United States v. Raymond Clutter (89-5390), Anna M. Sizemore (89-5391)

914 F.2d 775, 1990 U.S. App. LEXIS 16339
CourtCourt of Appeals for the Sixth Circuit
DecidedSeptember 18, 1990
Docket89-5390, 89-5391
StatusPublished
Cited by75 cases

This text of 914 F.2d 775 (United States v. Raymond Clutter (89-5390), Anna M. Sizemore (89-5391)) is published on Counsel Stack Legal Research, covering Court of Appeals for the Sixth Circuit primary law. Counsel Stack provides free access to over 12 million legal documents including statutes, case law, regulations, and constitutions.

Bluebook
United States v. Raymond Clutter (89-5390), Anna M. Sizemore (89-5391), 914 F.2d 775, 1990 U.S. App. LEXIS 16339 (6th Cir. 1990).

Opinion

ALAN E. NORRIS, Circuit Judge.

Defendants Raymond Clutter and Anna M. Sizemore appeal the district court’s denial of their motion to suppress evidence of a large quantity of marijuana which they assert was seized pursuant to an invalid search warrant. The warrant is faulty, they contend, because its issuance was based upon information gained through an illegal search of their home, and the information given the issuing magistrate was misleading because it failed to apprise him of the method by which the information was obtained.
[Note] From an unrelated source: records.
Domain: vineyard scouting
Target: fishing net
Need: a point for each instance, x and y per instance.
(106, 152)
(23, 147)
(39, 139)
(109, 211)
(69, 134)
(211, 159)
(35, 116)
After conducting an evidentiary hearing, a magistrate concluded that the affidavit was not misleading, but recommended that the evidence nevertheless be suppressed because he concluded the warrant was based upon information obtained through an invalid consent search. The district court, however, denied the motion, relying upon the “spirit” of the good faith exception of United States v. Leon, 468 U.S. 897, 104 S.Ct. 3405, 82 L.Ed.2d 677 (1984). Defendants then entered a plea of guilty to the indictment charging them with possession of a controlled substance with intent to distribute, the plea being conditioned upon the outcome of this appeal.

BACKGROUND

Defendants Clutter and Sizemore resided together in Highland Heights, Kentucky, along with Sizemore’s children from a previous marriage, Chris (age fourteen), Jim (age twelve), and Amy (age ten). Defendants routinely left the children alone from the time they left for work in the evening around 7:00 or 8:00 p.m., until they returned between 4:00 and 6:00 a.m. the next morning. In October 1987, Chris and Jim reported to their father, Frank Sizemore, that there was a “tremendous” amount of marijuana in defendants’ home. Chris delivered to his father marijuana in a plastic bag which he had taken from defendants’ bedroom. Frank Sizemore contacted Hal Spaw of the Northern Kentucky Narcotics Unit, and turned over to him the bag of marijuana. Sizemore advised Officer Spaw that the boys had told him that bags of marijuana were sitting around in defendants’ bedroom and some of it was in dresser drawers.

Spaw suggested to Frank Sizemore that he might sign an affidavit for a search warrant, based upon the information given him by his sons. Sizemore declined, and would not consider the boys becoming openly involved, for fear of his safety and that of the boys. Sizemore said that defendants had on several occasions threatened to kill him.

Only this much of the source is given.